Foi então que disse com toda a certeza:
_ É o presente mais bonito que já ganhei em toda a minha vida. Ti amo.
Ficaram por um longo tempo um nos braços do outro. Num impulso Carlos a olhou bem dentro dos olhos e disse:
_ Soraia, depois que perdemos a nossa filha eu nunca quis ir ao cemitério. Eu nunca fiz uma oração, eu nunca estive diante do túmulo dela. Preciso ir lá agora é estranho, mas sinto que tenho que ir. Fica tão próximo. Vem comigo?
_ Vamos sim, vai te fazer bem. Você já deveria ter ido lá.
Enfim, quando chegaram, viram o carrinho metálico e o cachorrinho em cima da sepultura da filha e as duas crianças ajoelhadas diante de um anjo de pedra.
Carlos virou-se para a mulher e disse fazendo um esforço tremendo para sair à voz:
_ Meu... Meu Deus. São as crianças. E moram no cemitério, por isso me disseram que as pessoas com quem moram nunca lhes farão mal.

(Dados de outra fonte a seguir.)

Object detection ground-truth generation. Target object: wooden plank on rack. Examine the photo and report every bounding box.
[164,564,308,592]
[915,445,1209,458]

_ São, e estão rezando diante do anjo que papai mandou um artista italiano esculpir.
_ Não sabia que seu pai mandou fazer um anjo em mármore e colocar em cima da sepultura da nossa filha. Por que não me disse nada?...
_ Achei que poderia fazê-lo sofrer ainda mais. O artista usou a cópia daquela foto que você carrega no bolso.
_ Agora entendi por que as crianças quando viram a fotografia ficaram espantadas e me perguntaram se eu tinha um retrato do anjo.
_ Acho que foi por isso que elas pensaram que você era Papai Noel. Afinal, você nunca deixou de andar com o retrato da nossa anjinha no bolso. Olhe para elas. Só os seres iluminados acreditam em Papai Noel e tem a proteção de um anjo tão especial.
Carlos e Soraia estavam tomados pela emoção quando se ajoelharam sorrateiramente atrás das crianças e de cabeça baixa começaram a rezar. Mas, só depois de levantarem os olhos para o anjo, que tinha um sorriso esculpido no rosto de pedra, foi que tocaram suavemente no ombro das crianças e disseram em meio a uma oração:
_ Vocês querem ser nossos filhos?
Soraia e as crianças sorriram e com certeza Deus olhou para aquela nova família no momento exato em que o rapaz também sorriu.